Functional enrichment analysis of hub genes

To determine the specific functions of the genes within the three modules significantly associated with MFP, we performed GO and KEGG enrichment analysis on 295 hub genes in the three modules. A total of 1 301 GO terms were enriched as a result (Supplementary Table 4), and 180 GO terms were significantly enriched (P < 0.05). There were 37 significantly enriched GO terms related to lipid metabolism, and Fig. 4A shows 11 significantly enriched biological processes (BP) related to lipid metabolism, 15 molecular functions (MF) related to lipid metabolism and 7 representative cellular components (CC). GO terms closely related to milk fat synthesis include acylglycerol lipase activity, ubiquitin protein ligase binding, intermembrane lipid transfer and lipid binding. Notably, SLC16A1, ATP8A2 and PI4K2A are hub genes related to lipid metabolism and also DEs screened in the transcriptome data (P < 0.05), which were mainly enriched in monocarboxylic acid transport, phospholipid transport and phosphatidylinositol phosphorylation terms.

Figure 4

Enrichment analysis of hub genes. (A) Bubble plot of GO enrichment analysis of hub genes; (B) Circos plot of KEGG enrichment analysis of hub genes, with *for DEs.

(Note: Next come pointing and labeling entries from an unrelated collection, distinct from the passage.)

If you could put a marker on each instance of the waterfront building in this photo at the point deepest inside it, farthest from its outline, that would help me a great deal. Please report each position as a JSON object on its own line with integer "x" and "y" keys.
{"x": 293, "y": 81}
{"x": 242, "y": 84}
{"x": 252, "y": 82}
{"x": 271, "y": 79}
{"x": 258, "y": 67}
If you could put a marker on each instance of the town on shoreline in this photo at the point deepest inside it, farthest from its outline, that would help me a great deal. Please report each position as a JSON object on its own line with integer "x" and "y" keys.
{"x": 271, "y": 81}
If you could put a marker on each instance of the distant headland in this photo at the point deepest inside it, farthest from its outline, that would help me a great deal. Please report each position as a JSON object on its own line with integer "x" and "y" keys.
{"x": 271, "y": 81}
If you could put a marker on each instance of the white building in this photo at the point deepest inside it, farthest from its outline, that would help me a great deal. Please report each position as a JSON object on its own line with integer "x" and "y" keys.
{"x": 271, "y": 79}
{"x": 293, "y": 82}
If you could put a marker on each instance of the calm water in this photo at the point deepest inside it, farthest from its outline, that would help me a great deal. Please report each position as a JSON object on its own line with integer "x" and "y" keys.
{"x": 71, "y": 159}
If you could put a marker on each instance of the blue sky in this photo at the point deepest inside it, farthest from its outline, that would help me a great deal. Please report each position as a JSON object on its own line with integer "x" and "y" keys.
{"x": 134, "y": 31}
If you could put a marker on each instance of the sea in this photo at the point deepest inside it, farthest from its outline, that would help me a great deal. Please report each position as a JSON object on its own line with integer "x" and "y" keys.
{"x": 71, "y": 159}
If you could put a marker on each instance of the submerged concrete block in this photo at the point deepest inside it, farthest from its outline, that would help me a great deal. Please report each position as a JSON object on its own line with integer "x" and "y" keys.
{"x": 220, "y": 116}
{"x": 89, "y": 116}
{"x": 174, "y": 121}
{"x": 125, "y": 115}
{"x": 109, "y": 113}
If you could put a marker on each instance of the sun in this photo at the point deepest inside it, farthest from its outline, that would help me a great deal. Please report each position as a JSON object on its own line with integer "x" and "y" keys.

The KEGG enrichment results showed that 239 pathways were enriched (Supplementary Table 4), among them 66 pathways were significantly enriched (P < 0.05) and 13 pathways were associated with lipid metabolism. Figure 4B show the hub genes contained in 13 lipid metabolism-related pathways, with PI4K2A, VEGFD and ID1 being the DEs and significantly enriched to phosphatidylinositol signaling system, inositol phosphate metabolism, Rap1, MAPK and Ras signaling pathway. Interestingly, the down-regulated gene PI4K2A within the yellow module was significantly enriched in GO terms and KEGG pathways related to lipid metabolism (Fig. 5A). The PI4K2A gene is involved in diacylglycerol and glycerophospholipid metabolism of the phosphatidylinositol and inositol phosphate metabolic pathways, respectively (Fig. 6), which suggesting that PI4K2A may play an important function in milk fat synthesis. In addition, some hub genes were not significantly different between the high and low milk fat groups, but they were significantly enriched in the GO terms and KEGG pathways related to lipid metabolism (Table 2), and these genes are likely to play a potential role in milk fat synthesis.

Figure 5

Protein interaction network analysis of key candidate genes for milk fat metabolism. (A) DEs contained in hub genes related to lipid metabolism significantly enriched in BP, MF and KEGG pathways; (B–F) protein interactions network plots for PI4K2A, SLC16A1, ATP8A2, ID1 and VEGFD, respectively; Thicker lines indicate stronger data support.

Figure 6

Localization of the DEs PI4K2A in the phosphatidylinositol and inositol phosphate metabolic pathways. (A) Phosphatidylinositol signaling system; (B) inositol phosphate metabolism; Blue dashed boxes indicate the specific location of the PI4K2A gene and the pathway involved in triglyceride synthesis.

Table 2

Hub genes significantly enriched to lipid metabolism-related GO terms and the KEGG pathway (non-DEs).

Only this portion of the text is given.